Por outro lado, matéria do portal Agência Pública, no dia 15 de dezembro, já demonstrava como o presidente Jair Bolsonaro tem usado o órgão para fortalecer a espionagem sobre áreas críticas do governo, contra adversários, organizações não-governamentais (ONGs) críticas às políticas ambiental, indigenista e de direitos humanos, com nomeações de agentes nos diversos ministérios, alguns, pasmemos, nomeados apenas com o número de matrícula, sem nome.

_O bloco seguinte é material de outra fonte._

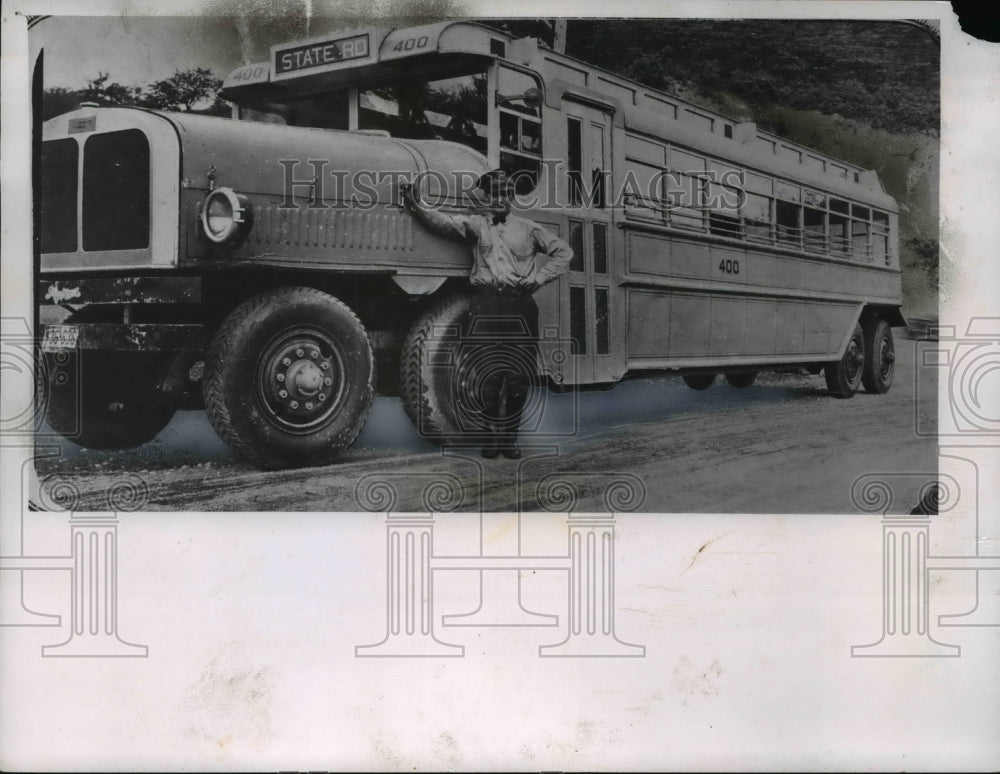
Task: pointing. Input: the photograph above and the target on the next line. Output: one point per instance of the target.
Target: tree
(183, 91)
(109, 94)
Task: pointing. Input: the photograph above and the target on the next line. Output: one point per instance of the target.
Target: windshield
(453, 108)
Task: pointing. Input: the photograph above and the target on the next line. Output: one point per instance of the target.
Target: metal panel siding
(761, 321)
(728, 326)
(690, 325)
(715, 330)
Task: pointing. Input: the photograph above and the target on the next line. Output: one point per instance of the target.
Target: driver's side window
(520, 129)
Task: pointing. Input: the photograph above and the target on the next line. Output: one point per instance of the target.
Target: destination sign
(321, 54)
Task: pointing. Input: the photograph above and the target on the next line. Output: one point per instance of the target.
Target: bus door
(591, 301)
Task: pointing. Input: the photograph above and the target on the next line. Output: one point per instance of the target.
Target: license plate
(60, 337)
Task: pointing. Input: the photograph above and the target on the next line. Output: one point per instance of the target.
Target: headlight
(226, 217)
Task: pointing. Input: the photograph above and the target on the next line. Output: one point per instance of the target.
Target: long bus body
(701, 245)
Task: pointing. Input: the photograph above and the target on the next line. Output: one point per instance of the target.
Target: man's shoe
(511, 450)
(491, 449)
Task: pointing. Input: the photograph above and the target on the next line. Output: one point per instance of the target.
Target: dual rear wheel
(869, 360)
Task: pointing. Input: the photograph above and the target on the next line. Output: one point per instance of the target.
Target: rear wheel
(880, 358)
(289, 378)
(699, 381)
(843, 377)
(436, 375)
(741, 379)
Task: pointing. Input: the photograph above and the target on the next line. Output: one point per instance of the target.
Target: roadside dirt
(781, 446)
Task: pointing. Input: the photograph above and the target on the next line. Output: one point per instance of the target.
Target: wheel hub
(304, 377)
(300, 380)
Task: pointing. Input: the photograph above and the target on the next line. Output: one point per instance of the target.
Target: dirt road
(780, 446)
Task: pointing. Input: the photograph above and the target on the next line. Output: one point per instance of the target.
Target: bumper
(121, 290)
(102, 326)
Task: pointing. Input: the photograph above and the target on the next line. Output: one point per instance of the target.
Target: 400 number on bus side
(730, 267)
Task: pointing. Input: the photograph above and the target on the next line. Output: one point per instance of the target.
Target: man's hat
(494, 180)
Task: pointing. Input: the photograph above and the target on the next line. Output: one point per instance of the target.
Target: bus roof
(342, 57)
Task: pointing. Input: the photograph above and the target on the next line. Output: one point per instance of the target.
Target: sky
(216, 34)
(138, 50)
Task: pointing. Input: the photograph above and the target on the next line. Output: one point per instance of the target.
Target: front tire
(880, 358)
(741, 379)
(289, 378)
(843, 377)
(699, 381)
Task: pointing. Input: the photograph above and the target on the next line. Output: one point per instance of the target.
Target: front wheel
(843, 377)
(741, 379)
(880, 358)
(289, 378)
(699, 381)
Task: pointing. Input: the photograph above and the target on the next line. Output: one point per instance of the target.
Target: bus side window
(520, 131)
(574, 160)
(786, 219)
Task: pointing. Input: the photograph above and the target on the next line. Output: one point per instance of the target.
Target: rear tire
(741, 379)
(843, 377)
(289, 378)
(880, 358)
(699, 381)
(432, 377)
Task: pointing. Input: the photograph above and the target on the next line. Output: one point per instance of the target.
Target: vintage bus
(266, 266)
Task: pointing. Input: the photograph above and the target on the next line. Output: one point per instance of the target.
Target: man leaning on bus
(505, 273)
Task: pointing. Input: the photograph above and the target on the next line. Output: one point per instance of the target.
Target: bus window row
(694, 192)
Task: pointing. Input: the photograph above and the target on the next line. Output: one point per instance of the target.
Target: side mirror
(531, 98)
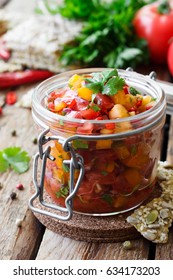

Serviços de inteligência são organizações governamentais especializadas na coleta, análise e disseminação de informações sobre problemas e alvos relevantes para a política externa, para a política de defesa nacional e para a segurança pública de um país, formando, juntamente com as Forças Armadas e as polícias, o núcleo coercitivo do Estado contemporâneo.

Incapaz de oferecer qualquer solução às crises e desastres, muitas por ele próprio criada, sem qualquer planejamento estratégico para enfrentar as consequências da pandemia, Bolsonaro aprofunda de forma assustadora a degradação das relações institucionais e da política. Sua preocupação central é proteger a família. Para todo o resto serve o: “e daí?".

Falar em desvio de finalidade no uso de um órgão público para fins privados seria quase um contrassenso, porque o propósito indica ser justamente esse. No governo Bolsonaro, para blindar a família, vale editar normas legais alterando estrutura, nomear pessoas estranhas ao funcionamento da instituição, e sem qualquer pudor, mover a máquina como se fosse um apêndice de um escritório de advocacia.

O Partido dos Trabalhadores apresentou nessa terça-feira (22) um mandado de segurança ao Supremo Tribunal Federal (STF) solicitando a exoneração de Alexandre Ramagem, o mínimo que se pode solicitar em um escândalo dessa proporção, e a abertura de investigação de sua atuação e do presidente da República.

Na sexta-feira (18), a ministra Cármem Lúcia já havia determinado à Procuradoria-Geral da República (PGR) a abertura de inquérito para apuração dos fatos, que considera muito graves. Em sua decisão a ministra disse que os elementos relatados podem configurar os crimes de prevaricação, advocacia administrativa, violação de sigilo funcional, crime de responsabilidade e improbidade administrativa. Augusto Aras, por sua vez, em mais uma de suas platitudes, solicitou informações à Abin, mas para nossa total perplexidade, minimizou a decisão, aduzindo que há suspeitas, mas que ainda não há elementos que justifiquem uma investigação formal.

Sério, Procurador? Faltou o que? Laranjas desenhadas nos relatórios?